The beginning of March is really exciting because one of my favorite sporting events begins. No, it’s not March Madness. It’s the Morning News Tournament of Books!
Sixteen books published within the last year battle for the championship. Two books go up against each other on weekdays in March. One of sixteen judges writes about the two books, revealing their likes, dislikes and bias. And then the judge chooses one book to proceed in the tournament. Two books make it to the championship round and all sixteen judges vote on the winning book. There are some rounds that follow a different format like the pre-tournament playoff round and the Zombie round, where the most popular voted book gets resurrected. It’s good fun.

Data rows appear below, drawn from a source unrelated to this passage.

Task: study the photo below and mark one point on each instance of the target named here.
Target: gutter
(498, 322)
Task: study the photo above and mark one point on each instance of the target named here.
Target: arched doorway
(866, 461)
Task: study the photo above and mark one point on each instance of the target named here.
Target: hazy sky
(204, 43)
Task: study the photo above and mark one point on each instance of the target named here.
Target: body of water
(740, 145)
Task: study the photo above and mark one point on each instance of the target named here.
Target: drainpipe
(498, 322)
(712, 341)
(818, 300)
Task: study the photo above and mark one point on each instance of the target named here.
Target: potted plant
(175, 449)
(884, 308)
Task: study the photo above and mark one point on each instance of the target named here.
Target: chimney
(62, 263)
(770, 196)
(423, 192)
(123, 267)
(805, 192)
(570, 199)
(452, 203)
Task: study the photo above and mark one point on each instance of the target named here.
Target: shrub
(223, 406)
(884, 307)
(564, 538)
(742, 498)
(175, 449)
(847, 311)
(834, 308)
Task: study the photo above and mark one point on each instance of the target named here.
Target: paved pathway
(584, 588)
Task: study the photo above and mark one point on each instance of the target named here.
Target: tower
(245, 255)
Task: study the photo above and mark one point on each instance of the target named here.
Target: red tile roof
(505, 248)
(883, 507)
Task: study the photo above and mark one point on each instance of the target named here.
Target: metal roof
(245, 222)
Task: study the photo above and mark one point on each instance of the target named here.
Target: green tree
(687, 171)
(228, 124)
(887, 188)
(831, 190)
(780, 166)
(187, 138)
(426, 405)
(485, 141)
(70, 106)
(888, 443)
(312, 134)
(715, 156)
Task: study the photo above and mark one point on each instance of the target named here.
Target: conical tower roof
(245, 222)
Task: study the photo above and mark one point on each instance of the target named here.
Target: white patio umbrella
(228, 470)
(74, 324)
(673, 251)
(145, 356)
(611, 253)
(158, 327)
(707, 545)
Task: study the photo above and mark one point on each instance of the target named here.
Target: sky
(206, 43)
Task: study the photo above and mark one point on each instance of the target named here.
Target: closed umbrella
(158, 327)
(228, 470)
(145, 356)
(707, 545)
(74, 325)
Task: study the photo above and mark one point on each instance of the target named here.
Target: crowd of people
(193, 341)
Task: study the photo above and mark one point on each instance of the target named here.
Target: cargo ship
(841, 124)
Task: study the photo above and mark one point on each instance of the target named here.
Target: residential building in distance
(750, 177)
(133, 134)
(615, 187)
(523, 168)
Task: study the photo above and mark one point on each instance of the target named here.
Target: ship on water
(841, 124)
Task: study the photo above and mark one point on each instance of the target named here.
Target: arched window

It’s a wonderful collection of books, mostly fiction, that vary from critical darlings to lesser known works. I have never read a single book in the tournament before it begins but it doesn’t matter. I get acquainted with books that I probably wouldn’t have known about. Some of the books I’ve read are fantastic or just good. But the books have always been worth reading. This tournament introduces me to Where’d You Go, Bernadette? by Maria Semple, Karen Russell’s Swamplandia and Barbara Kingsolver’s The Lacuna. (It’s not quite as good as The Poisonwood Bible but it’s well worth reading and takes place in early 20th century Mexico).
It kicked me to read Jennifer Egan’s A Visit from the Goon Squad, Hilary Mantel’s Wolf Hall, and Adam Johnson’s The Orphan Master’s Son. All three won their respective tournaments and then picked up major prizes. But it’s not only about the critical darlings. Some famous writers like Roberto Bolaño’s 2666 got booted in its year fairly early.
When I’ve told people about this tournament before, I’ve been asked, “How can it work? It’s so subjective.” And it’s true. One judge may have very different reading preferences and tolerances than another. It’s not like there is an easy score to declare a winner. But I think that the subjectivity of it is fascinating. I get to read about how people think about books in comparison with one another. I may not always agree with their reasoning but it’s fascinating to see their thought processes about literature.
So go and get pumped. The tournament proper starts Thursday. The pre-tournament playoff was Monday so there isn’t a lot of catch-up.